The low hum of the wind had begun to rise, and the sliver of fur and sinew swayed back and forth like a metronome to the new tune. He plucked it off the ground, and stood motionless as he felt the tail curl, and relax. Around him, the dance began again, and he could see clearly now the creases in their cloaks and outlines of their horned masks. They danced into the camp, and over the now long-dead coals of the fire. It quickly disappeared under a layer of white from one of the lady’s dresses. As it brushed against the man’s trousers, his pant leg tightened with the frost against the hairs on his leg. The rodent’s tail continued to move of its own accord, and the harmony of pitches in the air crept into his blood. He felt his pulse against the frozen hairs in his pant leg slow to match the tail’s sweeping motion. One….two….one….two…
I must have stayed awake too long, the cold is playing with my mind.

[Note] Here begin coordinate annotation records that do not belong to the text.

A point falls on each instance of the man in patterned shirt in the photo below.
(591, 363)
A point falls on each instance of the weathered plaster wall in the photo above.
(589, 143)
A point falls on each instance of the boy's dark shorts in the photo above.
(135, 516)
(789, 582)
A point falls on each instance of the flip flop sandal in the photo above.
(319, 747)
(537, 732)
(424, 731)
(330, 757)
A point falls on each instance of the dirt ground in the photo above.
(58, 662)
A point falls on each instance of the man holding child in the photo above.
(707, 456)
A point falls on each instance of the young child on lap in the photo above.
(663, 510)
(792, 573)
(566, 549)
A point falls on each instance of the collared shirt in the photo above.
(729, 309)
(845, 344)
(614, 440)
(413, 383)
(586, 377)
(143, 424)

The man thought, turning to the nearest tent as one of the ghostly couples danced through it as though there was nothing there. And, for a moment, it looked as though there wasn’t – the tent had been concealed by a blanket of white, though it was quickly tossed off as the wind battered against it. The snow by now had whipped into a frenzy. Though he could not see beyond the small grove he and his companions had made camp in, he could see the silhouetted deer skeletons emerging through the constantly shaking moonlight. Secure in the knowledge that he was beginning to lose his mind, he turned to go wake the gnome in the tent next to his. She didn’t have the third watch, but right now he didn’t care. She was the closest to him, and the sooner someone with some sanity was awake, the sooner he could get warm and sleep and leave this moment behind in the world of dreams. He usually liked dreams.

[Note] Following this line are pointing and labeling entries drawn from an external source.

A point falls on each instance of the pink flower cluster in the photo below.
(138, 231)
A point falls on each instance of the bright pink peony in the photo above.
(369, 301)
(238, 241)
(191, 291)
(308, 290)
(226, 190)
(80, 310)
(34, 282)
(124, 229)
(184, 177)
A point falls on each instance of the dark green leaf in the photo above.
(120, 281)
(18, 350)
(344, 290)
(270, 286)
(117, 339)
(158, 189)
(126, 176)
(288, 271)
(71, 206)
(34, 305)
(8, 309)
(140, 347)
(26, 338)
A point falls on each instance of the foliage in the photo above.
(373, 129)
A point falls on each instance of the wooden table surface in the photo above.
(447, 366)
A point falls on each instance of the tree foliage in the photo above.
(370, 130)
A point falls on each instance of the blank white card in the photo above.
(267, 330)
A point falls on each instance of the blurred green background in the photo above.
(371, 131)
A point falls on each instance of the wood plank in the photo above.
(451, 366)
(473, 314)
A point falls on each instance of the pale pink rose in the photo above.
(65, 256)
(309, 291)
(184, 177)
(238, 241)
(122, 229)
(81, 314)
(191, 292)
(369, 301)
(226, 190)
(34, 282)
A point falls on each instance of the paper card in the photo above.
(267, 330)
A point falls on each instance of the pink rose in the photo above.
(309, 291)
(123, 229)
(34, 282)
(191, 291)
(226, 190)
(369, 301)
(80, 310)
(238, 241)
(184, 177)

But he was not greeted with the sight of her tent, nor his. The green-eyed snowy woman stared into his eyes, as if she had been waiting, her silver hair whipping violently in the blizzard that had descended upon the clearing. Her face was hardly a foot from his own. He tried to jump back, but found that he could not. The only thing of his that moved was his blood, which continued pulsing to the now familiar beat. The woman smiled and took the ax from his hands, replacing it with her frigid palm. She took the wagging tail from his fingers and placed it into the pocket of his cloak, handling it with the same care as one would a delicate instrument. As she placed her hand on his shoulder, his empty hand found some frozen purchase on her lower back. He felt his boots begin to move, but not of his own accord. The man had danced on countless tavern tables in his travels, but never like this before. His feet glided through the snow behind him as she led them ‘round the dead campfire. Even as he felt the numbness take his limbs, they moved without command, and the man lost track of time as they circled the clearing. He could never move his eyes from hers, and slowly, through either the encroaching whiteness of the snowstorm or through lack of blinking, the man’s vision began to fade. The green-eyed woman and the glade slowly dissolving and intermingling in the waning moonlight, the last thing the man remembered was the cold touch of her lips on his.